The Real Truth about Apple and Google and Arrington - eelco
http://www.techcrunchit.com/2009/08/22/the-real-truth-about-apple-and-google-and-arrington/

======
mattmcknight
"Let’s get real about this Google Voice thing. It’s totally the wave of the
future, a future invented by Apple via the iPhone and then handed off to
Google and eventually Microsoft for shrinkwrapping. " That's odd, because I
was using Grand Central and PhoneTag/Simulscribe before there was Google Voice
and iPhone. On my Blackberry. Too bad RIM doesn't fit into this conspiracy
theory or he could have worked Canadian health care in too.

------
pchickey
This story looks like another attempt by Arrington to cast himself as an
important person in tech.

------
buymorechuck
CrunchPad competes with Apple in the portable computing market. TechCrunch is
likely biased when reporting Apple and Google portable computing news,
especially when reported by Michael Arrington.

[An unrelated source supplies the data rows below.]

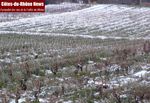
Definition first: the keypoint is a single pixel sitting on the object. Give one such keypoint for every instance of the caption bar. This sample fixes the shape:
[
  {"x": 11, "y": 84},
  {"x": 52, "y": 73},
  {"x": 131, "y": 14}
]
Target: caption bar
[{"x": 22, "y": 5}]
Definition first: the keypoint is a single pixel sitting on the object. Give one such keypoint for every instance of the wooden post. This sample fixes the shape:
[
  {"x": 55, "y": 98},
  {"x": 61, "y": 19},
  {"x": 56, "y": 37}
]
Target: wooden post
[{"x": 140, "y": 2}]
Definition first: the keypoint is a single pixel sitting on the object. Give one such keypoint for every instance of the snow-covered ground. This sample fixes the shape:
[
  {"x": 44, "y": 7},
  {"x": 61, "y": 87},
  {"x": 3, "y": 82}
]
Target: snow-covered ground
[{"x": 106, "y": 20}]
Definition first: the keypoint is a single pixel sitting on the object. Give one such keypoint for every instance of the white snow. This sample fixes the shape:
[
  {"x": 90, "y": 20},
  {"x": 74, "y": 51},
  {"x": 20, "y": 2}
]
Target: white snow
[
  {"x": 141, "y": 73},
  {"x": 115, "y": 21}
]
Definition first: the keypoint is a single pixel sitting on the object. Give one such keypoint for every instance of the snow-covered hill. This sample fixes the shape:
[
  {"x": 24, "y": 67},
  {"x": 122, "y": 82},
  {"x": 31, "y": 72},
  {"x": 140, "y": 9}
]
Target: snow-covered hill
[{"x": 97, "y": 20}]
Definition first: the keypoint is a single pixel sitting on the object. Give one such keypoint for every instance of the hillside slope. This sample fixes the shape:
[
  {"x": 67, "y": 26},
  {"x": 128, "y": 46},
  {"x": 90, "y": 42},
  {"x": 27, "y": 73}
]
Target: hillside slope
[{"x": 98, "y": 20}]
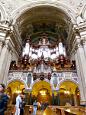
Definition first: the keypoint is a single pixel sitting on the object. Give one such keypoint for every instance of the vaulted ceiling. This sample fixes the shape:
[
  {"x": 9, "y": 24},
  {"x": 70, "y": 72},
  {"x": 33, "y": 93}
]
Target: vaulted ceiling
[{"x": 44, "y": 19}]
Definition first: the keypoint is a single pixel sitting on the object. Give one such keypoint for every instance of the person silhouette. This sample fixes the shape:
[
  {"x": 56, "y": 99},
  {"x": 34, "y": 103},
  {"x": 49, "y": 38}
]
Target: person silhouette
[{"x": 35, "y": 107}]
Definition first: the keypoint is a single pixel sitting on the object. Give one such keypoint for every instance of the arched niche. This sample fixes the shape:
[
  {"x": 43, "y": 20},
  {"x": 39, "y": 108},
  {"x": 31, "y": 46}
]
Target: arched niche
[{"x": 13, "y": 89}]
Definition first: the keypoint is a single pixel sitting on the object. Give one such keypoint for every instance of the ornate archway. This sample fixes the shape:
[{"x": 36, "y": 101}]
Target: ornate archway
[
  {"x": 13, "y": 89},
  {"x": 41, "y": 91}
]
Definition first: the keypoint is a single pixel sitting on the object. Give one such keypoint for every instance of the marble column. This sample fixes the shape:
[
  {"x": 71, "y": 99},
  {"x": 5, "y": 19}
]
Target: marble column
[
  {"x": 84, "y": 45},
  {"x": 81, "y": 70},
  {"x": 3, "y": 60},
  {"x": 7, "y": 67},
  {"x": 75, "y": 100},
  {"x": 1, "y": 44}
]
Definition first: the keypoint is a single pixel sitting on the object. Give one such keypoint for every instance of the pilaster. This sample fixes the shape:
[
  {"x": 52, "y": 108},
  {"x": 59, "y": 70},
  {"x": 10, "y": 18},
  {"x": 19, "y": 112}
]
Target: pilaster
[{"x": 81, "y": 69}]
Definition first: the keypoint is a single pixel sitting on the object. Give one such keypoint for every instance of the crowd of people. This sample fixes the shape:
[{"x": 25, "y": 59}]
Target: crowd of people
[{"x": 20, "y": 103}]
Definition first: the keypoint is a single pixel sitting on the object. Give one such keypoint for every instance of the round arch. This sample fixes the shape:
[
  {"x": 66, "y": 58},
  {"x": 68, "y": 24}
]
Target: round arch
[
  {"x": 69, "y": 80},
  {"x": 42, "y": 92},
  {"x": 38, "y": 80},
  {"x": 64, "y": 8}
]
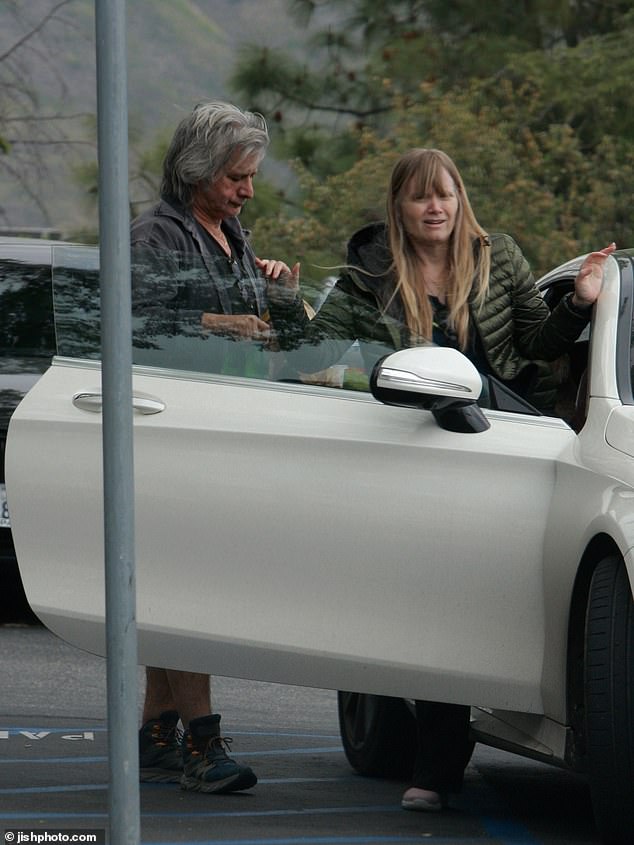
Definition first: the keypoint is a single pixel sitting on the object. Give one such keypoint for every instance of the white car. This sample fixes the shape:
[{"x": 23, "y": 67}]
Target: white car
[{"x": 294, "y": 532}]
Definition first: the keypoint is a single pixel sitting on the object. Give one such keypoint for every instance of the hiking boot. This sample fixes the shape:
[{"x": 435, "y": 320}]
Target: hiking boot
[
  {"x": 207, "y": 766},
  {"x": 160, "y": 756}
]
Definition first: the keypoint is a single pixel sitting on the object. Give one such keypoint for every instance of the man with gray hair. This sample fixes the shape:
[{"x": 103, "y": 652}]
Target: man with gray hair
[{"x": 208, "y": 174}]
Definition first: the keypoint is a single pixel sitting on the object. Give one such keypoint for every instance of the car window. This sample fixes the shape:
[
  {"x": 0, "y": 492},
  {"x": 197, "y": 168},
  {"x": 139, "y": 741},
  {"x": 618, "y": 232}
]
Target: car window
[
  {"x": 571, "y": 369},
  {"x": 26, "y": 313},
  {"x": 329, "y": 339},
  {"x": 76, "y": 301}
]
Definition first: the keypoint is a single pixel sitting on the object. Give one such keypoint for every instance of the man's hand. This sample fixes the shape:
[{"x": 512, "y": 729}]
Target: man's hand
[
  {"x": 590, "y": 277},
  {"x": 283, "y": 281},
  {"x": 246, "y": 326}
]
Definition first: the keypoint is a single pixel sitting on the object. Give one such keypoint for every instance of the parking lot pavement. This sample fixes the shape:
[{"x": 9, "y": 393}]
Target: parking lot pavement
[{"x": 54, "y": 773}]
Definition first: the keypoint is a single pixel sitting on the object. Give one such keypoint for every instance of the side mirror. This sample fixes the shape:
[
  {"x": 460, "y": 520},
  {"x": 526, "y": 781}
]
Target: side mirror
[{"x": 433, "y": 378}]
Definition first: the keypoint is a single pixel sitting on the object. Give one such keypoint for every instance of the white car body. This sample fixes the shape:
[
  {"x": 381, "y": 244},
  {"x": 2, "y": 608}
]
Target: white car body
[{"x": 304, "y": 535}]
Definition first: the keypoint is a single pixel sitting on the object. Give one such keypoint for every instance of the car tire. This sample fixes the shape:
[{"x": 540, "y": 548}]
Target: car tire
[
  {"x": 609, "y": 700},
  {"x": 378, "y": 734}
]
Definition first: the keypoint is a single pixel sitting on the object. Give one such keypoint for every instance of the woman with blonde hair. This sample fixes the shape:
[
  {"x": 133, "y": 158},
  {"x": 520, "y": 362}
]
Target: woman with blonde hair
[{"x": 431, "y": 273}]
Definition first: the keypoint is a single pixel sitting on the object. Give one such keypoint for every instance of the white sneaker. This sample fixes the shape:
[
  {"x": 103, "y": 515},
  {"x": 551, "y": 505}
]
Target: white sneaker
[{"x": 423, "y": 800}]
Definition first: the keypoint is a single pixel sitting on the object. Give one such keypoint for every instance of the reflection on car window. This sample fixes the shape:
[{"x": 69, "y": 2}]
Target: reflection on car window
[
  {"x": 76, "y": 301},
  {"x": 210, "y": 314},
  {"x": 26, "y": 314},
  {"x": 170, "y": 294}
]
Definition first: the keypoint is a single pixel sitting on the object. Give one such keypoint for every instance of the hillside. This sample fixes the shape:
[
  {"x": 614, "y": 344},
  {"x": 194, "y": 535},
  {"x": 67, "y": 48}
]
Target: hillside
[{"x": 179, "y": 52}]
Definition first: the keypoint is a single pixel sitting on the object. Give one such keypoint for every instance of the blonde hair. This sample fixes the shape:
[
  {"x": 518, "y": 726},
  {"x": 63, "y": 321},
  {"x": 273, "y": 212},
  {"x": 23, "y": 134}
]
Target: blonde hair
[{"x": 422, "y": 170}]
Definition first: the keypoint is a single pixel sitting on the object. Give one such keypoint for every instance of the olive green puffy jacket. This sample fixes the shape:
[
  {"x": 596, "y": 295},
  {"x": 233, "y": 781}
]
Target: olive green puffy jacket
[{"x": 514, "y": 323}]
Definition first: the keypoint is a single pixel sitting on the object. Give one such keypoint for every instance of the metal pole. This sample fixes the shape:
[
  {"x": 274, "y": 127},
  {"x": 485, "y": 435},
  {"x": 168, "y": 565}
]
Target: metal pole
[{"x": 114, "y": 227}]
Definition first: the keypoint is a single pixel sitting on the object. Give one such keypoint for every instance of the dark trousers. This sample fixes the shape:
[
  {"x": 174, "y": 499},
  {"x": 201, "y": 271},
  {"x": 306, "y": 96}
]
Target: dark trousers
[{"x": 444, "y": 747}]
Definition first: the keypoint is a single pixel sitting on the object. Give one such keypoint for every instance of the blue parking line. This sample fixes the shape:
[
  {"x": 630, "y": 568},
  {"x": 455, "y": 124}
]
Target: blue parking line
[{"x": 275, "y": 752}]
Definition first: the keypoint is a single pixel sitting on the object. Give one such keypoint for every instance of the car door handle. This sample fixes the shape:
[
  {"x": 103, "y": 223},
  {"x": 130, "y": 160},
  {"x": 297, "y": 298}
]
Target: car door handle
[{"x": 94, "y": 402}]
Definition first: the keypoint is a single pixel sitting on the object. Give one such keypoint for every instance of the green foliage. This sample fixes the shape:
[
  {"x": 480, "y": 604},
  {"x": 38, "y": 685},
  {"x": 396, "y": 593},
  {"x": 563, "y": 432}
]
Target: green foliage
[{"x": 545, "y": 144}]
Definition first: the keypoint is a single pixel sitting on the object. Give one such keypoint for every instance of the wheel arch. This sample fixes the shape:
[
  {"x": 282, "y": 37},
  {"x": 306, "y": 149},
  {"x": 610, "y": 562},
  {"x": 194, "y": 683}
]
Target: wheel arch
[{"x": 600, "y": 547}]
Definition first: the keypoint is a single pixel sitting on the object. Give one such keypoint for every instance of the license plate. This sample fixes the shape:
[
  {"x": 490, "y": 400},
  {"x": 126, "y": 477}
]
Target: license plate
[{"x": 4, "y": 508}]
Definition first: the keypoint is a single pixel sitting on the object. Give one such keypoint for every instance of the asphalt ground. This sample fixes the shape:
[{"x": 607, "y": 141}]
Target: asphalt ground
[{"x": 54, "y": 771}]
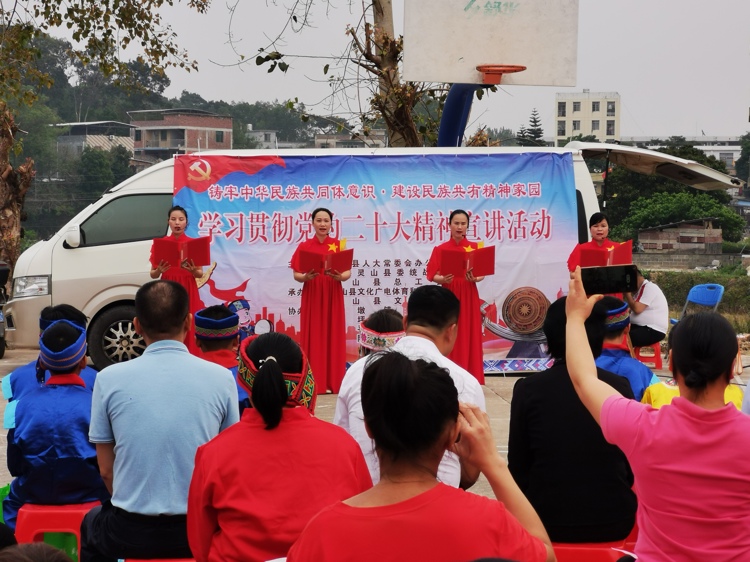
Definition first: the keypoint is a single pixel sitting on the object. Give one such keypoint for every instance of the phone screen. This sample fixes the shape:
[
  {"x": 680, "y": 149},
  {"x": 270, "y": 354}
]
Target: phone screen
[{"x": 609, "y": 279}]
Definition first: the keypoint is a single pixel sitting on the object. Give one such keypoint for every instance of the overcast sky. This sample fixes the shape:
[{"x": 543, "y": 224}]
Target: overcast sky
[{"x": 681, "y": 67}]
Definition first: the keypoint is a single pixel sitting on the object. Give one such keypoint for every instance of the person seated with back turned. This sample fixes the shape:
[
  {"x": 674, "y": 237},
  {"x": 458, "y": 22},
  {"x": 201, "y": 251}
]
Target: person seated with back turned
[
  {"x": 49, "y": 452},
  {"x": 217, "y": 335},
  {"x": 256, "y": 485},
  {"x": 650, "y": 319},
  {"x": 26, "y": 377},
  {"x": 412, "y": 411},
  {"x": 148, "y": 417},
  {"x": 615, "y": 356},
  {"x": 431, "y": 326},
  {"x": 579, "y": 484}
]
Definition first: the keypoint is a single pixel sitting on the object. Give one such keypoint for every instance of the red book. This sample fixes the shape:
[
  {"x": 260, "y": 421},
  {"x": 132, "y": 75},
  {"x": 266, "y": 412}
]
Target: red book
[
  {"x": 175, "y": 253},
  {"x": 340, "y": 261},
  {"x": 457, "y": 262}
]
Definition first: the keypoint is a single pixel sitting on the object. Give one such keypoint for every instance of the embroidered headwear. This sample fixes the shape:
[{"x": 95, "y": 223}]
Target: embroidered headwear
[
  {"x": 377, "y": 341},
  {"x": 211, "y": 329},
  {"x": 300, "y": 387},
  {"x": 617, "y": 318},
  {"x": 66, "y": 359}
]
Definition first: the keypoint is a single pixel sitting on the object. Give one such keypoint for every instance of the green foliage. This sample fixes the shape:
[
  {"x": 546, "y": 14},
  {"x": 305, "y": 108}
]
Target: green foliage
[{"x": 666, "y": 208}]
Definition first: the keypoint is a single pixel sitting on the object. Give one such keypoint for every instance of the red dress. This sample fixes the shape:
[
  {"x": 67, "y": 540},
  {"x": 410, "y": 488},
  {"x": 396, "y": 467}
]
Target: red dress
[
  {"x": 467, "y": 352},
  {"x": 322, "y": 320},
  {"x": 186, "y": 279},
  {"x": 575, "y": 256}
]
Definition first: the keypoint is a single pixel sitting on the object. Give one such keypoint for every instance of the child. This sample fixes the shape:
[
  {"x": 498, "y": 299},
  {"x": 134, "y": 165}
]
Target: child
[
  {"x": 49, "y": 451},
  {"x": 217, "y": 335}
]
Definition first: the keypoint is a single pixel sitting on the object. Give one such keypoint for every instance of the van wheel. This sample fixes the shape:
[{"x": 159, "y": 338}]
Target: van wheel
[{"x": 112, "y": 337}]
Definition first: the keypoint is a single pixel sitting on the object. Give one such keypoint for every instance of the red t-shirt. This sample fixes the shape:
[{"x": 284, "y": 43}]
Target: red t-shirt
[{"x": 443, "y": 524}]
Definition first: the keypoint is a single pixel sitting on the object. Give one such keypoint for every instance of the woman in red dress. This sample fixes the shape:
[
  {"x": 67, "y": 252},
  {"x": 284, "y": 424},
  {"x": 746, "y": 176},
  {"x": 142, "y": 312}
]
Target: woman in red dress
[
  {"x": 185, "y": 275},
  {"x": 322, "y": 318},
  {"x": 599, "y": 229},
  {"x": 467, "y": 352}
]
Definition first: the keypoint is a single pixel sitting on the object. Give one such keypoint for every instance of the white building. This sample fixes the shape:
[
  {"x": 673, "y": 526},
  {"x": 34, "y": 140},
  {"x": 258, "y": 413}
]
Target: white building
[{"x": 587, "y": 113}]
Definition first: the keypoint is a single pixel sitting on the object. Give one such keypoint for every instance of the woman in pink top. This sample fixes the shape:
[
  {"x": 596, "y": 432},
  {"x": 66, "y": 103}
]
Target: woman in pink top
[
  {"x": 412, "y": 412},
  {"x": 691, "y": 459}
]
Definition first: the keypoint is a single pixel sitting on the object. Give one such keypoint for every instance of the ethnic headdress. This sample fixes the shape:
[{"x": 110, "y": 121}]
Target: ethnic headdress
[
  {"x": 300, "y": 387},
  {"x": 617, "y": 318},
  {"x": 66, "y": 359},
  {"x": 377, "y": 341},
  {"x": 211, "y": 329}
]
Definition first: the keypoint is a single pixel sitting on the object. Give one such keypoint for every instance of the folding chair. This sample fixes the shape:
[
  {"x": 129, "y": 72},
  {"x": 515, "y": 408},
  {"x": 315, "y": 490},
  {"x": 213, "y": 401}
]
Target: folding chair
[{"x": 708, "y": 295}]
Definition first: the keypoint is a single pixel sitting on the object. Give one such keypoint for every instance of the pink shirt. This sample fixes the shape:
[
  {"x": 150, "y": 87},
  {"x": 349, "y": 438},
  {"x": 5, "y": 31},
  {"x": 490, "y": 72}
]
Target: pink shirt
[{"x": 692, "y": 473}]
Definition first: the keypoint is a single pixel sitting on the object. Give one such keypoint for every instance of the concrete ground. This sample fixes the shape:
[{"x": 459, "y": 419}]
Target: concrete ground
[{"x": 497, "y": 392}]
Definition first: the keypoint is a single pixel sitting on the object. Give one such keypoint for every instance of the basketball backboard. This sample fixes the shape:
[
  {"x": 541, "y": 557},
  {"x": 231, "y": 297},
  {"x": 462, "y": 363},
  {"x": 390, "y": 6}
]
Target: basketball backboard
[{"x": 445, "y": 40}]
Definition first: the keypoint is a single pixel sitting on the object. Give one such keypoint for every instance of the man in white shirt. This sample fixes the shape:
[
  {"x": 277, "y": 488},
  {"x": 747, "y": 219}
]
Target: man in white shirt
[
  {"x": 431, "y": 326},
  {"x": 650, "y": 318}
]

[http://www.satine.org/archives/2009/08/22/the-real-truth-
abo...](http://www.satine.org/archives/2009/08/22/the-real-truth-about-apple-
google-and-crunchpad/)

------
spooneybarger
i love me a good unsubstantiated conspiracy theory. my favorite became a great
james ellroy novel "american tabloid". this story didn't have as much punch as
'tabloid', but was still fun nonetheless.